HomeRuang PublikMengurangi Polarisasi Agama, Berkaca dari Pemilu 2024

Mengurangi Polarisasi Agama, Berkaca dari Pemilu 2024

Oleh: Muhammad Iqbal Saputra


Pada Pemilihan Umum 2024 (Pemilu 2024), isu politisasi agama kembali mengemuka. Politisasi agama merupakan penggunaan simbol dan retorika agama untuk meraih dukungan politik. Menjelang Pemilu 2024, berbagai aktor politik memanfaatkan sentimen keagamaan untuk menarik simpati dan dukungan masyarakat.

Taktik ini sering kali digunakan karena dianggap efektif dalam merebut  emosi dan simpati masyarakat, terutama yang memiliki literasi politik rendah. Politisasi agama berpotensi memecah belah masyarakat dengan menimbulkan ketegangan antar kelompok yang berbeda pandangan politik. Penggunaan isu-isu SARA (Suku, Agama, Ras, dan Antar Golongan) untuk tujuan politik dapat memperparah perpecahan dan menciptakan iklim politik yang tidak sehat.

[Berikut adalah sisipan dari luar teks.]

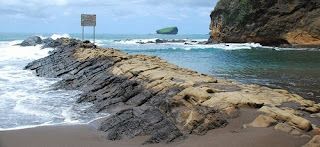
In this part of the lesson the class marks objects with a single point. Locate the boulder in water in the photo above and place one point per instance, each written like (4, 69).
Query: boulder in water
(32, 41)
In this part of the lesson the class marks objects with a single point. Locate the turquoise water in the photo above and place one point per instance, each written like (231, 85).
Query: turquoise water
(27, 100)
(296, 71)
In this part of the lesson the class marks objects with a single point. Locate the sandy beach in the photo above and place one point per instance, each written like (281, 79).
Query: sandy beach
(87, 136)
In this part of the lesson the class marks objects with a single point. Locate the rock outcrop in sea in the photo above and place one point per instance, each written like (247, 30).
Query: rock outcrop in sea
(147, 96)
(285, 23)
(168, 31)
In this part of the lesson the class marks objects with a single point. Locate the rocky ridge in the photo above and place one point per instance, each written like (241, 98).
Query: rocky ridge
(284, 23)
(149, 96)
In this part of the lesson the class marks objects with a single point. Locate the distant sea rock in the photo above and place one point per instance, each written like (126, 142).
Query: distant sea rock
(169, 31)
(32, 41)
(273, 23)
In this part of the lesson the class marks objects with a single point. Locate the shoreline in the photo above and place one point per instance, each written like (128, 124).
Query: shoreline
(158, 102)
(86, 135)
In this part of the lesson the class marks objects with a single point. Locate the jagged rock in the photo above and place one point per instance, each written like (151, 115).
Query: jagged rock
(31, 41)
(314, 142)
(263, 121)
(274, 23)
(317, 115)
(129, 123)
(296, 132)
(283, 127)
(152, 89)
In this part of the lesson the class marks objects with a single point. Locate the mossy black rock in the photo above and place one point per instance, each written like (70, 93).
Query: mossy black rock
(170, 31)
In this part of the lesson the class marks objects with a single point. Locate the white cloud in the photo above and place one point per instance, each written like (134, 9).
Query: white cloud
(48, 9)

Politisasi agama terjadi ketika nilai-nilai, simbol, dan praktik agama digunakan untuk tujuan politik tertentu. Fenomena ini sering kali melibatkan eksploitasi agama untuk meraih atau mempertahankan kekuasaan politik, dan dapat dilihat dalam berbagai bentuk, mulai dari kampanye politik yang mengusung isu-isu keagamaan hingga manipulasi sentimen keagamaan untuk memperoleh dukungan elektoral.

Kampanye politik yang menggunakan isu-isu keagamaan sering kali mengangkat tema-tema yang sensitif dan emosional bagi pemeluk agama tertentu. Misalnya, kandidat politik mungkin berjanji untuk memperjuangkan penerapan hukum syariah atau melindungi kepentingan kelompok agama tertentu. Hal ini dapat menarik dukungan dari pemilih yang merasa isu-isu tersebut penting bagi identitas dan keberadaan mereka.

Simbol-simbol agama seperti jilbab, salib, atau ritual keagamaan sering digunakan dalam kampanye politik untuk menunjukkan kedekatan atau kepatuhan seorang kandidat terhadap nilai- nilai agama. Penggunaan simbol ini dapat menciptakan citra positif di mata pemilih yang religius, namun juga berisiko memecah belah masyarakat yang beragam keyakinannya.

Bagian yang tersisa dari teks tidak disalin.